According to the history books Henry Spille found his way to Wisconsin and began farming in Ozaukee County. In 1857 he moved to Manitowoc where he lived until he enlisted in Wisconsin’s 44th regiment infantry, Company C. He served from September of 1864 to August of 1865 when he moved to Cedarburg and farmed until 1877.
By the time Henry decided to homestead in Butternut that year, he was 44 years old. He brought with him his mother, his first wife Kathrine, and four children. Henry and his brother-in-law Henry Besse must have kept busy in politics that first year and by 1878 he was appointed Chairman of the town Board to fill a vacancy. A year later he was elected to the office.
But Henry’s family did not fare as well the first year. By April of 1878 Kathrine was dead of a ‘liver complaint’. By February of 1879 his daughter Bertha had died of Typhoid fever. At some point he also lost his son Alfred. These children and Kathrine were buried on the new homestead under a large oak tree. The family planted lilacs around the hillside graves to mark the spot. Many years later the graves were moved to the Union Cemetery on the north side of town.
Henry continued to clear land and construct a home as was required to ‘prove up’ on his homestead. His involvement with the town proceedings resulted in his election to the office of Town Treasurer in 1881.
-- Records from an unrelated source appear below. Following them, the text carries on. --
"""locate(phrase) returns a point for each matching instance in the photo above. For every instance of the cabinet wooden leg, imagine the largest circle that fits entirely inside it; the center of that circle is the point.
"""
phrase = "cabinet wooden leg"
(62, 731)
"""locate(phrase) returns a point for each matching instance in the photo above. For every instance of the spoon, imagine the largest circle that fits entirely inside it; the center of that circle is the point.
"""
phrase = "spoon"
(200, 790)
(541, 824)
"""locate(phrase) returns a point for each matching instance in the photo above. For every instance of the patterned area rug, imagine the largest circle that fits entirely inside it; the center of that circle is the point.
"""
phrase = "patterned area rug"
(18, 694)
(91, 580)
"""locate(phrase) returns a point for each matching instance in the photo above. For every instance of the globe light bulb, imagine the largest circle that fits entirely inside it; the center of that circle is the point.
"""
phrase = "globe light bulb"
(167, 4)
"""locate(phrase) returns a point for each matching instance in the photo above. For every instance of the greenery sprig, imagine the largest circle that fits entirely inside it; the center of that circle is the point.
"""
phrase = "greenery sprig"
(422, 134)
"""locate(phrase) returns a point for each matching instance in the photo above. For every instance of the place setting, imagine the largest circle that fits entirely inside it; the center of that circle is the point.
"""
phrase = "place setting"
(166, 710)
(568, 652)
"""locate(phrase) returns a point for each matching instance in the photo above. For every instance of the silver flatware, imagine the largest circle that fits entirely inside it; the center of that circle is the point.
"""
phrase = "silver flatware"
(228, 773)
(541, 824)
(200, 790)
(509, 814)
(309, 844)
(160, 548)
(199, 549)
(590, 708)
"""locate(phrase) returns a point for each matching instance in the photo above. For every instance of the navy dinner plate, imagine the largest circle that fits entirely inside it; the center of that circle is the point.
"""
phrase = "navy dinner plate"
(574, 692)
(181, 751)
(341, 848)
In 1882, at the age of 49 Henry married his second wife ‘Katie’ Huehner Bergmann at Butternut. Henry’s daughter Anna and her husband Henry Besse witnessed the marriage. Katie brought to the family her ten year old daughter Emma from her first marriage. Along with Henry’s two surviving daughters Anna Louise (Weldon) and Henriete Eleanore (Groeling) they must have had a lively house hold. They finished proving up on the homestead in 1884. In 1885 Henry’s mother passed away, but in 1886 Katie gave birth to the only child the two had together. Phillippine Henrieta Spille was bright and beautiful. Katie also became a charter member of the Ladies Aid of the Butternut Evangelical United Brethren Church.
According to my mother’s stories Phillippine was the light in Katie’s life. She was engaged to be married at sixteen years of age. Then in 1902 she died of ‘consumption’. breaking Katie’s heart.
By the early 1900s Emma had married Herman Timmerman and was busy raising her five children in Duluth. Henry’s daughters soon had families of their own. In May of 1910 Henry died suddenly at the age of 77 leaving Katie alone, and with the deed to thirty acres of the homestead.
But this was not the end of the story for Catherine Spille. When her grand daughter was not able to take care of her newborn daughter in 1916, Katie at the age of 66 took on the responsibility of raising another child. That child, my mother Bessie Timmerman Kessey, described ‘Old Grandma Kate’ as a strict but kind influence in her life. Katie lived to her eighties and died on Christmas Eve, 1932.
The homestead is gone now. It fell into disrepair and was purposely burned in the late70s. If you would like to see the land that Henry and Katie called home take a ride up Cemetery road on the north side of Butternut. The road ends at a farm with a large red barn and on the hill a little west of the farm you may still see a large oak tree entirely surrounded by lilacs.